Mais on a quand même réussi à avoir Death Stranding, première en Europe, des concepts arts qui sont venus un peu à l’arrache, ça arrive. Mais je pense que non, pas de regret, je regarde même l’exposition maintenant et je trouve même qu’il nous manque quelques mètres carrés alors qu’au début on se demandait comment on allait remplir 800 mètres carrés, pour les visiteurs c’est cent fois trop grand. Il nous manque peut-être même cent mètres carrés et on serait plus à l’aise.

Qu’est-ce que vous auriez fait de ces cent mètres carrés supplémentaires ?

J’aurais créé un peu plus d’espace pour l’esthétique, on est vraiment très riche à ce niveau-là mais c’est normal, c’est la partie qu’on voit du jeu vidéo avec les concepts arts qu’on a sur Dishonored ou Assassin’s Creed par exemple. Ça fait du monde à loger et à regarder, plus les jeux… Peut-être que j’aurai agrandi cette partie pour la rendre un petit peu plus grande maintenant que je la vois.
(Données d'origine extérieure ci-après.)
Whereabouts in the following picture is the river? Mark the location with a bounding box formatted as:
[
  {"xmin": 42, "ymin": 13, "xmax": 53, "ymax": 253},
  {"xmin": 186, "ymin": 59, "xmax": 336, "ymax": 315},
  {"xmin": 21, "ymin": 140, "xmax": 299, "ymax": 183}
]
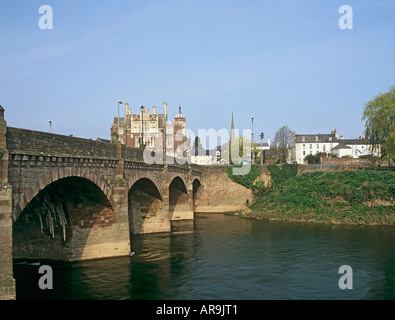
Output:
[{"xmin": 14, "ymin": 214, "xmax": 395, "ymax": 300}]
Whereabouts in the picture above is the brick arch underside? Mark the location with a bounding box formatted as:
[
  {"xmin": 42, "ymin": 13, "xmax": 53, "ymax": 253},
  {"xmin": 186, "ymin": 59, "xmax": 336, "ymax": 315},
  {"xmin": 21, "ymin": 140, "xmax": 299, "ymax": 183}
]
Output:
[
  {"xmin": 12, "ymin": 168, "xmax": 114, "ymax": 221},
  {"xmin": 127, "ymin": 170, "xmax": 163, "ymax": 197}
]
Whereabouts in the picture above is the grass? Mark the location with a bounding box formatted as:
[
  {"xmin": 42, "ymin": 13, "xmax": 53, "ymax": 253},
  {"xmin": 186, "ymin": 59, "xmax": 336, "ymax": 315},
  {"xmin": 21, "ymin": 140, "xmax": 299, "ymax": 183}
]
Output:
[{"xmin": 244, "ymin": 171, "xmax": 395, "ymax": 225}]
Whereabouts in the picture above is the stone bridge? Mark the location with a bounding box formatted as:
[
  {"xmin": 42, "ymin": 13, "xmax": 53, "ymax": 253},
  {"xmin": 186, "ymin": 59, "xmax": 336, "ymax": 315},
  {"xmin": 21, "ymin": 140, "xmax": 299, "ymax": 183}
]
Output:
[{"xmin": 0, "ymin": 106, "xmax": 201, "ymax": 299}]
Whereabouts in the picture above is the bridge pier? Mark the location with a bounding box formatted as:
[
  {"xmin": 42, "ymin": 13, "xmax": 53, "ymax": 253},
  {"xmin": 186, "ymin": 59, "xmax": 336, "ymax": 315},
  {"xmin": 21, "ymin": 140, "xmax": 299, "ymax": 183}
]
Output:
[{"xmin": 0, "ymin": 106, "xmax": 16, "ymax": 300}]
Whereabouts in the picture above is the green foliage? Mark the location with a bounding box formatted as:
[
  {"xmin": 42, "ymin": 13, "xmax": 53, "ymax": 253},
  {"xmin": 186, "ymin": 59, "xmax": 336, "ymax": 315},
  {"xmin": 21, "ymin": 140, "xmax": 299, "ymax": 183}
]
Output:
[
  {"xmin": 304, "ymin": 153, "xmax": 321, "ymax": 164},
  {"xmin": 252, "ymin": 170, "xmax": 395, "ymax": 224},
  {"xmin": 225, "ymin": 165, "xmax": 262, "ymax": 190},
  {"xmin": 362, "ymin": 86, "xmax": 395, "ymax": 161},
  {"xmin": 267, "ymin": 164, "xmax": 298, "ymax": 185}
]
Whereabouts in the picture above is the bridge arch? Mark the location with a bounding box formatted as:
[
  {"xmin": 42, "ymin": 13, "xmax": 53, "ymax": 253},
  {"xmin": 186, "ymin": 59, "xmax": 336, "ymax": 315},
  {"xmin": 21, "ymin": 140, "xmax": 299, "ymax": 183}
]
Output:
[
  {"xmin": 169, "ymin": 176, "xmax": 193, "ymax": 220},
  {"xmin": 128, "ymin": 177, "xmax": 170, "ymax": 236},
  {"xmin": 125, "ymin": 170, "xmax": 162, "ymax": 195},
  {"xmin": 12, "ymin": 167, "xmax": 114, "ymax": 222},
  {"xmin": 13, "ymin": 176, "xmax": 118, "ymax": 261}
]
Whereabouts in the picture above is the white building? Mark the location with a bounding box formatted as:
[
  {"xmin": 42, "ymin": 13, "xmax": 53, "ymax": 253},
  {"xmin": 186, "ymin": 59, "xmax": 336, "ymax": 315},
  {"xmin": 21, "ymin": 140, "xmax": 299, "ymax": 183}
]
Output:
[
  {"xmin": 339, "ymin": 137, "xmax": 381, "ymax": 158},
  {"xmin": 291, "ymin": 129, "xmax": 380, "ymax": 163},
  {"xmin": 291, "ymin": 129, "xmax": 339, "ymax": 163}
]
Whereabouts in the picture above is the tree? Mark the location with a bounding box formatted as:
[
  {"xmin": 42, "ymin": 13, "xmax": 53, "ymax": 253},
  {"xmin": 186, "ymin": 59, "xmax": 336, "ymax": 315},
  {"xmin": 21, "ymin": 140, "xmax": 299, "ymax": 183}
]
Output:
[
  {"xmin": 304, "ymin": 153, "xmax": 321, "ymax": 164},
  {"xmin": 192, "ymin": 137, "xmax": 204, "ymax": 151},
  {"xmin": 274, "ymin": 126, "xmax": 292, "ymax": 163},
  {"xmin": 362, "ymin": 86, "xmax": 395, "ymax": 162}
]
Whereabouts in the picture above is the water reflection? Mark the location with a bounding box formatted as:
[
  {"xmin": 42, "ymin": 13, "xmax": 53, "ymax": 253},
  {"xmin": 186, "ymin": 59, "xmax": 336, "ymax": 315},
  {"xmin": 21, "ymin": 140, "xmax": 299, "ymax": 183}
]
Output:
[{"xmin": 15, "ymin": 214, "xmax": 395, "ymax": 300}]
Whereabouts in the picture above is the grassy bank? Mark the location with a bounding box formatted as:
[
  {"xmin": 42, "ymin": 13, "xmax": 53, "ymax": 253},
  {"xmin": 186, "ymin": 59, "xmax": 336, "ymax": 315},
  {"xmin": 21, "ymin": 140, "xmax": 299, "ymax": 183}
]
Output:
[{"xmin": 240, "ymin": 171, "xmax": 395, "ymax": 225}]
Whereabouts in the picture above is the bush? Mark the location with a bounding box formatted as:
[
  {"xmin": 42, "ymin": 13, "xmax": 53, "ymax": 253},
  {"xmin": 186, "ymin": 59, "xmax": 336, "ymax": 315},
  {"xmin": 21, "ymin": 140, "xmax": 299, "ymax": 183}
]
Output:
[{"xmin": 267, "ymin": 164, "xmax": 298, "ymax": 185}]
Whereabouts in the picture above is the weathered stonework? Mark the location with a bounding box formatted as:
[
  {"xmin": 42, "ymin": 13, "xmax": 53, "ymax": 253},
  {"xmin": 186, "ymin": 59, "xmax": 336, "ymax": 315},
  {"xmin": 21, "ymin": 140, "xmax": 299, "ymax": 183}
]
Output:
[
  {"xmin": 194, "ymin": 166, "xmax": 254, "ymax": 212},
  {"xmin": 0, "ymin": 117, "xmax": 200, "ymax": 299},
  {"xmin": 0, "ymin": 106, "xmax": 15, "ymax": 300}
]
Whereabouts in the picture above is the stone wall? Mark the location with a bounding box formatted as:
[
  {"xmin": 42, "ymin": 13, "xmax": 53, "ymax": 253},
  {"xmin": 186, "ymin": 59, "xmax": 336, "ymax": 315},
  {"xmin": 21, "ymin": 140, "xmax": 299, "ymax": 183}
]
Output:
[
  {"xmin": 7, "ymin": 127, "xmax": 116, "ymax": 159},
  {"xmin": 0, "ymin": 106, "xmax": 15, "ymax": 300},
  {"xmin": 194, "ymin": 166, "xmax": 254, "ymax": 212}
]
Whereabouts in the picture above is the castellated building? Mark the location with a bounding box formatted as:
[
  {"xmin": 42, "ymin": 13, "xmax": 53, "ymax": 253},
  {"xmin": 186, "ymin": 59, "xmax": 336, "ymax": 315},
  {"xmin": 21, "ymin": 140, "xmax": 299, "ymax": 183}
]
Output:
[{"xmin": 111, "ymin": 102, "xmax": 186, "ymax": 152}]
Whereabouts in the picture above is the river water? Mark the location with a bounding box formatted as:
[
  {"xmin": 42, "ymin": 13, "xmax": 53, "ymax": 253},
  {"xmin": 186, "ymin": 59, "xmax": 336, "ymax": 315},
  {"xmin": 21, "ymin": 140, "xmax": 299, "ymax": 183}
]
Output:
[{"xmin": 14, "ymin": 214, "xmax": 395, "ymax": 300}]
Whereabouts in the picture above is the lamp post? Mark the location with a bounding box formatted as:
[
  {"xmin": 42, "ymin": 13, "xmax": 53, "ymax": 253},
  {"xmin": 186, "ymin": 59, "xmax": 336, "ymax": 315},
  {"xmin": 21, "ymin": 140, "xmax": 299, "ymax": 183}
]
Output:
[
  {"xmin": 259, "ymin": 132, "xmax": 265, "ymax": 164},
  {"xmin": 140, "ymin": 106, "xmax": 144, "ymax": 147},
  {"xmin": 117, "ymin": 100, "xmax": 123, "ymax": 140},
  {"xmin": 251, "ymin": 117, "xmax": 254, "ymax": 164}
]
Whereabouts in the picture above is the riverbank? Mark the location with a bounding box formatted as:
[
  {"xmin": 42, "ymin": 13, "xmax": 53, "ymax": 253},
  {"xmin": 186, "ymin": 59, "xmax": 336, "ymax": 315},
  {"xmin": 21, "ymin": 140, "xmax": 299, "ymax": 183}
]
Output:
[{"xmin": 237, "ymin": 170, "xmax": 395, "ymax": 225}]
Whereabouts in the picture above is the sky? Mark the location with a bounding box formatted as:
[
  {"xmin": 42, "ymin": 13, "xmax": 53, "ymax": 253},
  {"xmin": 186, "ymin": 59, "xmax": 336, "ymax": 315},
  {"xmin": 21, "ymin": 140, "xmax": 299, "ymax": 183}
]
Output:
[{"xmin": 0, "ymin": 0, "xmax": 395, "ymax": 146}]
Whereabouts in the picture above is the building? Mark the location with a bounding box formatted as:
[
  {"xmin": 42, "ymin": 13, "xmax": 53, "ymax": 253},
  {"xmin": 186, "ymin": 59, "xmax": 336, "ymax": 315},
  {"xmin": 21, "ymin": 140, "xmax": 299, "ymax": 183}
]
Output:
[
  {"xmin": 291, "ymin": 129, "xmax": 380, "ymax": 163},
  {"xmin": 111, "ymin": 102, "xmax": 186, "ymax": 154},
  {"xmin": 332, "ymin": 136, "xmax": 381, "ymax": 158},
  {"xmin": 291, "ymin": 129, "xmax": 339, "ymax": 163}
]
Après je trouve l’exposition équilibrée, on peut se balader, s’asseoir et discuter de ce qu’on a vu ou d’autres choses et revenir à l’expo avec des lieux de pauses. Je trouve ça convivial. La première partie est très dense, on est directement dans le feu de l’action.

Votre exposition est en quatre parties : esthétisme, narration, game play, technologie. Est-ce que l'une d'entre elles vous tient particulièrement à cœur ?

Oui, c’est celle de la narration. Mais même si j’aime les jeux narratifs ce n’est pas pour cette raison. C’est sans doute là où le jeu vidéo pourra encore gagner en popularité et en force quand il aura trouvé le ton juste, la façon et la manière d’intégrer de l’histoire de mieux en mieux. Par exemple on a un story board de A Plague Tale : Innocence qui est un jeu très dur sur la peste, la guerre de cent ans et les relations frère-sœur. Et je trouve que là on atteint un niveau de narration et de jeu très fort et je suis vraiment épaté par ça. Donc c’est vraiment un lieu qui me tient à cœur. Il y a Papers Please où on joue un douanier qui doit accueillir une vague migratoire dans un pays sous dictature, est-ce qu’on va être le salaud ordinaire ? Le fonctionnaire zélé ? Est ce qu’on va être gentil au risque de perdre sa famille ? Il y a des jeux qui interrogent.

Cette exposition accueille beaucoup de documents de conception inédits. Était-ce compliqué de récupérer tous ces documents ?

Non, ça a été beaucoup de travail mais finalement assez peu compliqué. Pour certains la discussion a été assez longue comme Death Stranding. C’est une première en Europe donc il a fallu discuter assez longtemps. Et puis c’est une industrie donc les gens n’ont pas que ça à faire d’aider un commissaire d’exposition. C’est pour ça qu’on perd beaucoup de documents anciens, de concepts arts, etc… Car c’est une industrie qui jette, on a sorti un jeu et on prépare déjà le prochain du coup on ne pense pas à garder des documents de conception pour des expos. Certains commencent à le faire, comme Ubisoft qui a une politique là-dessus mais c’est compliqué. Ce qui est compliqué c’est de voler un peu de temps à des gens qui n’en n’ont déjà pas. Mais une fois qu’on leur dit ce qu’on veut faire ils trouvent ça super. C’est pour ça qu’on en a eu autant en cinq mois et que les négociations ont été assez faciles.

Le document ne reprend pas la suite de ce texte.